Height-Adaptive Deformable Multi-Modal Fusion for 3D Object Detection
Height-Adaptive Deformable Multi-Modal Fusion for 3D Object Detection
Blog Article
LiDAR-Camera fusion has demonstrated remarkable potential in 3D object detection for autonomous vehicles, leveraging complementary information from both modalities.Recent state-of-the-art approaches primarily make use of projection matrices to achieve cross-modal data alignment.However, these methods often struggle with poor performance when faced with sensor misalignment or calibration errors, resulting in suboptimal fusion quality and limited robustness.In this paper, we propose a novel framework for 3D object detection, called Height-Adaptive Deformable Multi-Modal Fusion, which leverages Deformable Attention to enhance the fusion process.Specifically, we introduce a Deformable-based aptamil allerpro Cross-Modal Spatial Attention that dynamically fuse image features through learnable offsets, allowing for more flexible and precise alignment between Shirt the LiDAR and camera modalities.

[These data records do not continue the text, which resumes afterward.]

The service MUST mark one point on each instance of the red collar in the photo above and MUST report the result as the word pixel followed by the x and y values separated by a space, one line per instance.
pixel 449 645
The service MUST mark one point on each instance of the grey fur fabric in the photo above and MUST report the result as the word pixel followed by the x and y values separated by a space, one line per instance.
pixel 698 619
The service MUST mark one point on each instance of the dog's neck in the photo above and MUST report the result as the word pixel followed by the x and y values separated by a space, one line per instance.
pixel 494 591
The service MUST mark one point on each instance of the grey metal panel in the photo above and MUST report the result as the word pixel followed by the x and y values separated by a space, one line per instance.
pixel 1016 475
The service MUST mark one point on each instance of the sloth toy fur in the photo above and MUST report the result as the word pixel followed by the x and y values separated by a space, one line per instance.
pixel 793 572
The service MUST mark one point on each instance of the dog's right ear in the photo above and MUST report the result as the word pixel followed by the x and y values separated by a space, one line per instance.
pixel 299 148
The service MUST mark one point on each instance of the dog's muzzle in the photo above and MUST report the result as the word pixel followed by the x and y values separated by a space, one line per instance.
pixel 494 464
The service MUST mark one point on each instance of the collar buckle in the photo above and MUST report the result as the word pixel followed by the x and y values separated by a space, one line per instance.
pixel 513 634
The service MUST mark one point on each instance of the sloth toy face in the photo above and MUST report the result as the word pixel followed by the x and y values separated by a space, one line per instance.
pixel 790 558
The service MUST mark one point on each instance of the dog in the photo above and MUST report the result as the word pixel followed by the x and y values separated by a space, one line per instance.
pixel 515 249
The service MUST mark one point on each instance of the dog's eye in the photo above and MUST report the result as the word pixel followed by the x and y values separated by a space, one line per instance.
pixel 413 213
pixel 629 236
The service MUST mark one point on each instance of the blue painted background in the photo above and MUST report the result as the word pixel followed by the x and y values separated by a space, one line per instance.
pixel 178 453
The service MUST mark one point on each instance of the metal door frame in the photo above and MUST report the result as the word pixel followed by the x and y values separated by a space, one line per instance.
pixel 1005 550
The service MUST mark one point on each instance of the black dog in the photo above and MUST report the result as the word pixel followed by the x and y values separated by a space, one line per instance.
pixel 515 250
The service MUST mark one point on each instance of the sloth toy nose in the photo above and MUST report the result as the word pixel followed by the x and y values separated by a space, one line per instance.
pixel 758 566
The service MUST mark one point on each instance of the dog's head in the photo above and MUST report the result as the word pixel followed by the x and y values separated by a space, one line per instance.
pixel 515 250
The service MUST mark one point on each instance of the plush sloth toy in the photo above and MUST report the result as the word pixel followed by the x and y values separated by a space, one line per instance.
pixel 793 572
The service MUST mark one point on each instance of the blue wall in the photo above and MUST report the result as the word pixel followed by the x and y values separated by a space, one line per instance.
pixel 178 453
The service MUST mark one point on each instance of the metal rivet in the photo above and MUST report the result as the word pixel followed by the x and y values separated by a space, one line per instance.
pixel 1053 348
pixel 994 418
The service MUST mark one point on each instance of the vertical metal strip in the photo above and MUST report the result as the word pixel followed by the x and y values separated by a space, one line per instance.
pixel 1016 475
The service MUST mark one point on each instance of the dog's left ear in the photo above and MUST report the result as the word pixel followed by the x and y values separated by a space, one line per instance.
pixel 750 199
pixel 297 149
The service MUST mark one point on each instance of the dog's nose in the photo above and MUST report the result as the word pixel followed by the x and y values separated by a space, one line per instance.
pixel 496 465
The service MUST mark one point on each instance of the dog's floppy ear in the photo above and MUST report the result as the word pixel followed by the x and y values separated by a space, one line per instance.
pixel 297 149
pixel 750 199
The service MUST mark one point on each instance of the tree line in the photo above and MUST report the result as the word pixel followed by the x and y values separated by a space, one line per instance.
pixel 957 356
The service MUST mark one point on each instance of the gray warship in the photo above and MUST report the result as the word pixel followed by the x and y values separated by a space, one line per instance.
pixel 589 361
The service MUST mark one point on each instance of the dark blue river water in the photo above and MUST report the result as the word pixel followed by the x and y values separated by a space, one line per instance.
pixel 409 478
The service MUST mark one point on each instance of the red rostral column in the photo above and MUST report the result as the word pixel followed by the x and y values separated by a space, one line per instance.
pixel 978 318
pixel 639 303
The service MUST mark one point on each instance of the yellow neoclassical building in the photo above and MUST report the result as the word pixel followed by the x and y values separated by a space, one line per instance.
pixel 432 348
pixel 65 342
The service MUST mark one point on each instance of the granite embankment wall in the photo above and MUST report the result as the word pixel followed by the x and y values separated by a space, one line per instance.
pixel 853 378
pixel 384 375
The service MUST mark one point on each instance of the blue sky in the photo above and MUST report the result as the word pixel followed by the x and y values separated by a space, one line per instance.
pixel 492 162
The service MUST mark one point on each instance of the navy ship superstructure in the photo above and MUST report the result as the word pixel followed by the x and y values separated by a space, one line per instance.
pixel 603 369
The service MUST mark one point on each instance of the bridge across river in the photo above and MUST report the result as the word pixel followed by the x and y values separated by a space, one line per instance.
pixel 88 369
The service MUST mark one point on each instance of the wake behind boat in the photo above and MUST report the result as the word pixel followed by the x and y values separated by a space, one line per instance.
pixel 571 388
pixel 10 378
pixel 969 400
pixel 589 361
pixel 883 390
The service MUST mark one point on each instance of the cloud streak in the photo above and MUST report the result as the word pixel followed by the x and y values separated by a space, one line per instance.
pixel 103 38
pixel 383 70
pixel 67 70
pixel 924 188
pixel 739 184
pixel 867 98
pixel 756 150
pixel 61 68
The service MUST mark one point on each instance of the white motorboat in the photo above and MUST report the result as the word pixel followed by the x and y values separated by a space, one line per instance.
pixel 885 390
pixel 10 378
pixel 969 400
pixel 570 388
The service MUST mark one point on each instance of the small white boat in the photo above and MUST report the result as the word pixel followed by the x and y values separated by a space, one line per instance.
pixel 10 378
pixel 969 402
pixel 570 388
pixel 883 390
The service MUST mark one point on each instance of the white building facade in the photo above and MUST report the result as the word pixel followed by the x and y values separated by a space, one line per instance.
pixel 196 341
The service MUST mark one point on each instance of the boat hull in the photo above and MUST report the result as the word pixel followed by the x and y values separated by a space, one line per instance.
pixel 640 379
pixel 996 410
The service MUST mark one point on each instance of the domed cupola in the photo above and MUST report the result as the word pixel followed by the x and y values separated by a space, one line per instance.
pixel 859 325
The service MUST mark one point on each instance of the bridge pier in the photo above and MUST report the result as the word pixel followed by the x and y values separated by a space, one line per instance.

To further improve the fusion quality, we design a Height-Adaptive Aggregation strategy that mitigates the risk of incorrect fusion from background points while emphasizing the aggregation of foreground object features.In addition, we introduce projection noise to simulate misalign scenarios.To tackle these issues, an extra supervision loss is added.Extensive experiments on the nuScenes benchmark demonstrate the effectiveness and robustness of our proposed framework.Specifically, our methods significantly outperforms the LiDAR-only method and exhibits reduced precision degradation under sensor misalignment, outperforming other fusion-based approaches.
Our results validate the potential of proposed framework for improving 3D object detection accuracy, particularly in real-world, imperfect sensor environments.